Eucalyptus neutra, commonly known as the Newdegate mallee, is a species of mallee that is endemic to the south-west of Western Australia. It has greyish bark, lance-shaped adult leaves, flower buds usually in groups of seven, pale yellow to white flowers and barrel-shaped to shortened spherical fruit.

==Description==
Eucalyptus neutra is a mallee that typically grows to a height of 4-6 m and forms a lignotuber. The bark is smooth cream-coloured to tan and peels in short strips to reveal salmon pink to copper-coloured new bark. Young plants and coppice regrowth have egg-shaped to lance-shaped leaves that are 35-80 mm long and 18-40 mm wide and glaucous. Adult leaves are arranged alternately, lance-shaped, the same shade of dull blish green on both sides, 50-110 mm long and 10-20 mm wide on a petiole 10-20 mm long. The flower buds are arranged in leaf axils, usually in groups of seven, on an unbranched peduncle 5-13 mm long, the individual buds on pedicels 3-6 mm long. Mature buds are glaucous, oval, 11-17 mm long and 3-6 mm wide with a beaked to horn-shaped operculum. Flowering occurs on November and February and the flowers are pale yellow to white. The fruit is a woody, barrel-shaped to shortened spherical capsule 5-10 mm long and 5-8 mm wide with the valves protruding strongly above the rim.

==Taxonomy and naming==
Eucalyptus neutra was first formally described in 1999 by Dean Nicolle in Australian Systematic Botany from specimens collected by Ian Brooker about 10 km east of Newdegate. The specific epithet (neutra) is a Latin word meaning "middle", referring to this species being in an intermediate position between E. flocktoniae and E. aff. transcontinentalis.

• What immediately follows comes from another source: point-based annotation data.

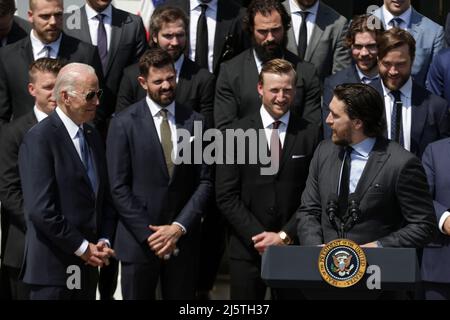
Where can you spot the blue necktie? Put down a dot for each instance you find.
(87, 160)
(102, 42)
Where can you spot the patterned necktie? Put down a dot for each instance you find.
(344, 186)
(86, 158)
(275, 145)
(166, 140)
(302, 36)
(102, 42)
(396, 118)
(201, 45)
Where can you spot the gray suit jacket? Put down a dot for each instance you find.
(429, 38)
(396, 207)
(325, 48)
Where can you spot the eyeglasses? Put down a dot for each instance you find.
(91, 94)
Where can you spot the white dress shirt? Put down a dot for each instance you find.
(211, 21)
(93, 23)
(268, 121)
(39, 50)
(406, 92)
(405, 16)
(297, 19)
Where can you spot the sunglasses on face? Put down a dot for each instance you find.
(91, 94)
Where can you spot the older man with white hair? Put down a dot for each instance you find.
(68, 211)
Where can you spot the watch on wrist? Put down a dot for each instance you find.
(284, 238)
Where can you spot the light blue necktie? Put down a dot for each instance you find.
(87, 160)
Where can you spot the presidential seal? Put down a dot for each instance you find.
(342, 263)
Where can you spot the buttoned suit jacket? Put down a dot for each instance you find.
(396, 207)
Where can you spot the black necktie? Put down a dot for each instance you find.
(201, 46)
(345, 181)
(396, 118)
(275, 144)
(102, 42)
(302, 36)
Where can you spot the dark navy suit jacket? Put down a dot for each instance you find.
(142, 190)
(61, 208)
(436, 257)
(348, 75)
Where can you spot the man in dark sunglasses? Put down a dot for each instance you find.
(69, 215)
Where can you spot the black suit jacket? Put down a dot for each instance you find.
(142, 190)
(396, 207)
(253, 202)
(195, 89)
(128, 43)
(61, 208)
(15, 59)
(347, 75)
(229, 38)
(13, 219)
(429, 119)
(19, 30)
(237, 94)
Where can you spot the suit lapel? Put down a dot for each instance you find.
(377, 159)
(418, 116)
(316, 35)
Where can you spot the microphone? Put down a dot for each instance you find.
(353, 211)
(333, 210)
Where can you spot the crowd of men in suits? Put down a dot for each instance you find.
(89, 113)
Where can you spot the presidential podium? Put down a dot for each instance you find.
(396, 269)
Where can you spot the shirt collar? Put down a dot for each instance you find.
(296, 8)
(155, 108)
(405, 16)
(195, 5)
(268, 120)
(38, 45)
(406, 90)
(39, 114)
(364, 147)
(71, 126)
(91, 13)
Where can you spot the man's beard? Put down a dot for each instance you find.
(265, 54)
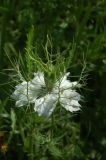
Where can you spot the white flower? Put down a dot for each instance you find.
(35, 91)
(27, 92)
(62, 92)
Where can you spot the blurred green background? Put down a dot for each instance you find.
(67, 22)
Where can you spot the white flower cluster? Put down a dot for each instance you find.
(35, 91)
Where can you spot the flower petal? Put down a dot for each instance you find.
(45, 105)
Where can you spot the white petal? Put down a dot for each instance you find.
(45, 105)
(38, 79)
(69, 100)
(20, 94)
(70, 94)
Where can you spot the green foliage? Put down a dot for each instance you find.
(75, 31)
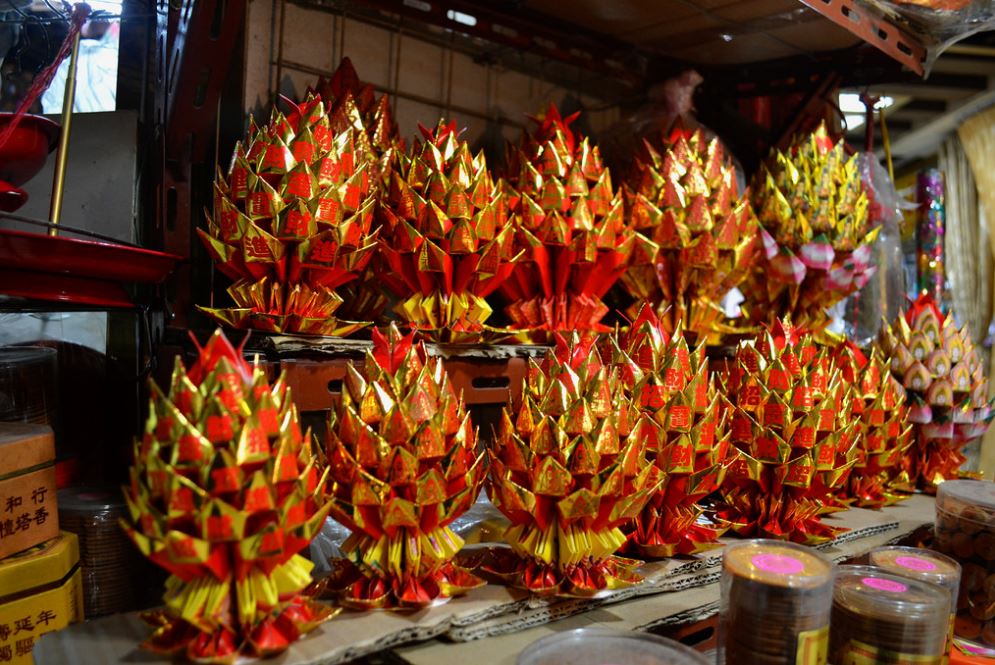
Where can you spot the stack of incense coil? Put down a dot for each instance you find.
(107, 558)
(879, 617)
(776, 600)
(925, 566)
(965, 530)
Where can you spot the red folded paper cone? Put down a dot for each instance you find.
(688, 437)
(571, 229)
(403, 465)
(794, 437)
(568, 469)
(943, 374)
(225, 490)
(682, 197)
(446, 242)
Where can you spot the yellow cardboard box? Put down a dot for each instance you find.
(40, 591)
(28, 515)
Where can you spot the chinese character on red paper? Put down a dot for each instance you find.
(778, 379)
(799, 473)
(323, 251)
(257, 499)
(804, 437)
(185, 548)
(259, 204)
(296, 224)
(257, 248)
(13, 502)
(672, 379)
(38, 495)
(741, 429)
(680, 456)
(329, 170)
(328, 210)
(767, 448)
(227, 221)
(680, 417)
(351, 198)
(750, 397)
(299, 185)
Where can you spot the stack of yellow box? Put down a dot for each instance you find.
(40, 586)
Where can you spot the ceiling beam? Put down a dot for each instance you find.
(926, 139)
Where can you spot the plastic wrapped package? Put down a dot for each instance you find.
(776, 599)
(936, 24)
(883, 297)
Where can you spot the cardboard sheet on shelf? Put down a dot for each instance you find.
(491, 610)
(291, 345)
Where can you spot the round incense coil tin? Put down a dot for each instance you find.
(965, 530)
(593, 646)
(773, 563)
(108, 559)
(881, 617)
(776, 600)
(920, 564)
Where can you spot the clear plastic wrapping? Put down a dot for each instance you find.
(936, 24)
(925, 566)
(879, 617)
(883, 297)
(776, 599)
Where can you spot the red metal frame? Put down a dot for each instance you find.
(874, 30)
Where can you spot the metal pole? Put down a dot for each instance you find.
(59, 183)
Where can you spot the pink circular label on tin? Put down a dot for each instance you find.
(778, 563)
(885, 585)
(915, 563)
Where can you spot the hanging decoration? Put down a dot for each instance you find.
(930, 233)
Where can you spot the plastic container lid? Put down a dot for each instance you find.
(919, 564)
(596, 646)
(778, 563)
(20, 356)
(968, 499)
(876, 593)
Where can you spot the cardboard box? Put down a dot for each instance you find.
(41, 590)
(28, 513)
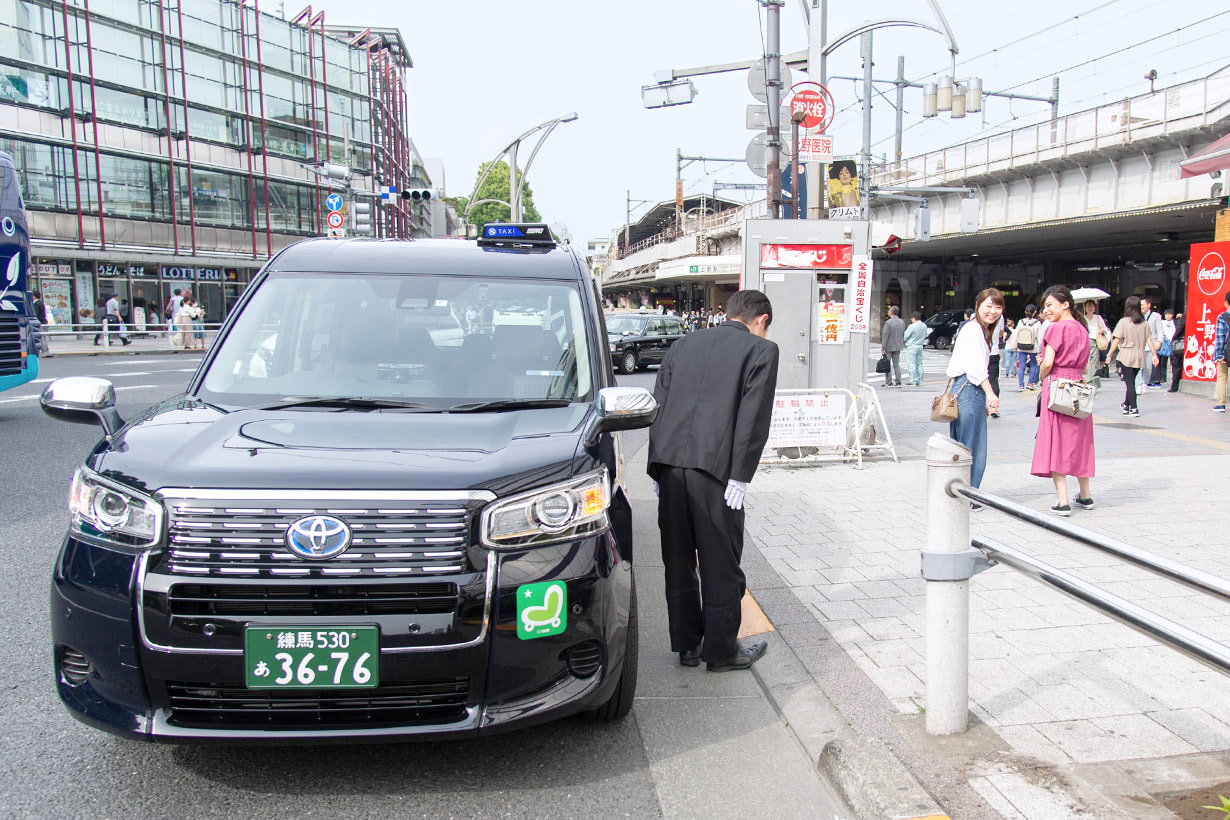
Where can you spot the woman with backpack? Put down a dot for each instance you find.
(1132, 339)
(971, 382)
(1028, 331)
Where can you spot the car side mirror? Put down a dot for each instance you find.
(621, 408)
(83, 400)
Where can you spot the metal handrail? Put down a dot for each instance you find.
(1193, 644)
(1197, 579)
(951, 557)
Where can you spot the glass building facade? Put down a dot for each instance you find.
(171, 144)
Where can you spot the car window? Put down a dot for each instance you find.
(428, 338)
(630, 325)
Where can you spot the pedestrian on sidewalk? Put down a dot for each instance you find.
(1165, 348)
(1132, 341)
(967, 368)
(1099, 338)
(998, 337)
(1177, 344)
(1064, 445)
(1028, 332)
(715, 394)
(1153, 319)
(1010, 357)
(892, 342)
(1219, 357)
(915, 337)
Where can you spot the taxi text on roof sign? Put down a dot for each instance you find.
(503, 231)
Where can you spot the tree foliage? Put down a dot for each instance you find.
(496, 187)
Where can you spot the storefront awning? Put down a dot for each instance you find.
(1210, 160)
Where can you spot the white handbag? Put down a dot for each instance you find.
(1071, 397)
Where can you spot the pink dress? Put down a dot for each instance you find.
(1064, 444)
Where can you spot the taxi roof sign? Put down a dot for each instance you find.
(520, 234)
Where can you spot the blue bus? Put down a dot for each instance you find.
(19, 327)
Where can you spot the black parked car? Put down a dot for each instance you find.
(368, 516)
(640, 339)
(942, 328)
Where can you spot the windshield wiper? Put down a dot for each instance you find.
(508, 403)
(351, 402)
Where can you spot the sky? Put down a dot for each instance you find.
(487, 70)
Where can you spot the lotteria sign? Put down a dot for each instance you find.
(1207, 285)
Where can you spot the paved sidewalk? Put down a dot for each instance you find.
(1074, 716)
(154, 342)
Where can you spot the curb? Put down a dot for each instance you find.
(872, 782)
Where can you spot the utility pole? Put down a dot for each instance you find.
(817, 68)
(900, 105)
(865, 159)
(773, 80)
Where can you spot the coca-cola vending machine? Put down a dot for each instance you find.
(1207, 285)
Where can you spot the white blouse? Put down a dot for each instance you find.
(969, 354)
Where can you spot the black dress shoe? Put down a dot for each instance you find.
(742, 659)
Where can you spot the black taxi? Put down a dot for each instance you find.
(389, 504)
(638, 339)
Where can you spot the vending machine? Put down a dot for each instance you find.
(818, 275)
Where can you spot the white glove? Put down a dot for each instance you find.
(734, 493)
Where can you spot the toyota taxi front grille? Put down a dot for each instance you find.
(199, 600)
(242, 540)
(233, 706)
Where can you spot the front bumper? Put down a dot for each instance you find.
(155, 675)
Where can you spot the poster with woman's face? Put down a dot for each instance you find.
(843, 185)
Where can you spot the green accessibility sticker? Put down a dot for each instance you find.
(541, 609)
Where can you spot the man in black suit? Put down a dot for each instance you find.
(715, 397)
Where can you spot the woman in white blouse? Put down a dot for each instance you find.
(967, 368)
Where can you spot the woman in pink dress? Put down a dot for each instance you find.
(1064, 445)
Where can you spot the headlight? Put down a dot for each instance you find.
(113, 514)
(550, 514)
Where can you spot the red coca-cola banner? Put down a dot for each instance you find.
(1207, 285)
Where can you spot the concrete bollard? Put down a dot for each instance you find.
(947, 595)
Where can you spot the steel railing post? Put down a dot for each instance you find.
(947, 601)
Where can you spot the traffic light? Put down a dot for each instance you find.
(362, 216)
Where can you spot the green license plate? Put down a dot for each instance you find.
(295, 658)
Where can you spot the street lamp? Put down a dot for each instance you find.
(514, 183)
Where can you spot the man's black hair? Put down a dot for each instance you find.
(745, 305)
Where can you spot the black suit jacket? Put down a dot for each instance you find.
(715, 397)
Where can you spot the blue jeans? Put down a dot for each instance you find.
(1028, 364)
(971, 425)
(914, 364)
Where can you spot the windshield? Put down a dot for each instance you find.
(436, 339)
(630, 325)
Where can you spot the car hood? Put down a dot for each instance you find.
(187, 444)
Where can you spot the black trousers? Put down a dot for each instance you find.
(1129, 380)
(700, 530)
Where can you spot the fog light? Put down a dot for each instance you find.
(75, 666)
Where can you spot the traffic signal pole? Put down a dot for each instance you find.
(773, 80)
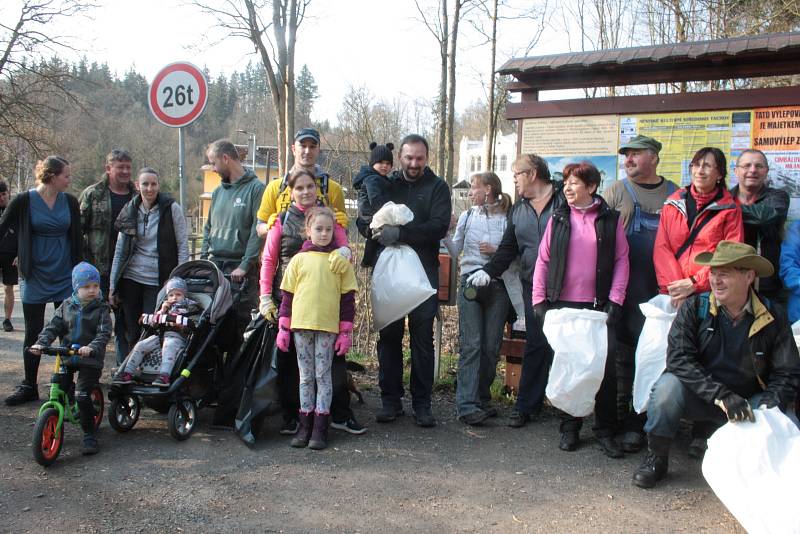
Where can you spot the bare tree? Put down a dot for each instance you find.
(32, 89)
(274, 40)
(496, 94)
(438, 26)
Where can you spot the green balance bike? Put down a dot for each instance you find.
(48, 433)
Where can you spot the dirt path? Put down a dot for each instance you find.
(394, 478)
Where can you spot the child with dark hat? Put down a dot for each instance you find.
(83, 319)
(372, 183)
(175, 309)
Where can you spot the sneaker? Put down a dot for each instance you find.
(24, 393)
(475, 418)
(123, 379)
(610, 447)
(632, 441)
(162, 381)
(387, 414)
(89, 445)
(697, 448)
(653, 469)
(518, 419)
(289, 427)
(424, 418)
(351, 426)
(569, 441)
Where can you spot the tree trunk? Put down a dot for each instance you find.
(441, 112)
(491, 120)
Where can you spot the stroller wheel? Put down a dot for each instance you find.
(181, 419)
(98, 403)
(124, 412)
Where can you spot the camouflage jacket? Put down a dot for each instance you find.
(97, 225)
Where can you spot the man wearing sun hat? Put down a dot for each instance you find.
(729, 350)
(639, 197)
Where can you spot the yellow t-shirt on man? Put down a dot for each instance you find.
(317, 291)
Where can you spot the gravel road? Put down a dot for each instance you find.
(394, 478)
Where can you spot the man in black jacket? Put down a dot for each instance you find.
(728, 351)
(8, 263)
(428, 197)
(538, 198)
(764, 211)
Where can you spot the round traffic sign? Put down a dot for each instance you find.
(178, 94)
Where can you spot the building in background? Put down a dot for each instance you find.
(471, 155)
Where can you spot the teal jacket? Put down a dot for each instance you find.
(230, 230)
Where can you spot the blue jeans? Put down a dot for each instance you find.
(536, 360)
(480, 333)
(390, 356)
(671, 400)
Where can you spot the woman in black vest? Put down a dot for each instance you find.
(583, 263)
(153, 240)
(47, 224)
(284, 241)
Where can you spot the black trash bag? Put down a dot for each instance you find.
(233, 373)
(260, 396)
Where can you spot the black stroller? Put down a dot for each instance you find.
(194, 377)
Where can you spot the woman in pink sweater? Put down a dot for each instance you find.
(583, 263)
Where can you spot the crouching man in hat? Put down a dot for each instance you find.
(729, 350)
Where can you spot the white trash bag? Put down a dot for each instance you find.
(579, 339)
(754, 469)
(399, 282)
(651, 351)
(796, 333)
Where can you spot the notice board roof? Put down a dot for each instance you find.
(772, 54)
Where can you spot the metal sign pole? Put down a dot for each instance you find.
(181, 175)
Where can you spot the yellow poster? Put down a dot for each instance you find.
(567, 136)
(682, 134)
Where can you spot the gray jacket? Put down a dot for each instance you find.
(87, 326)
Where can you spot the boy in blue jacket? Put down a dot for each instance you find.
(83, 319)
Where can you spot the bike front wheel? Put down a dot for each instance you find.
(47, 437)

==Distribution and habitat==
Newdegate mallee is found on plains and hillsides, between ridges and on road verges from near Lake King towards Corrigin and Jerramungup the Avon Wheatbelt, Coolgardie, Esperance Plains and Mallee biogeographic regions of Western Australia where it grows in gravelly sandy-clay-loam soils.

==Conservation status==
This eucalypt is classified as "not threatened" by the Western Australian Government Department of Parks and Wildlife.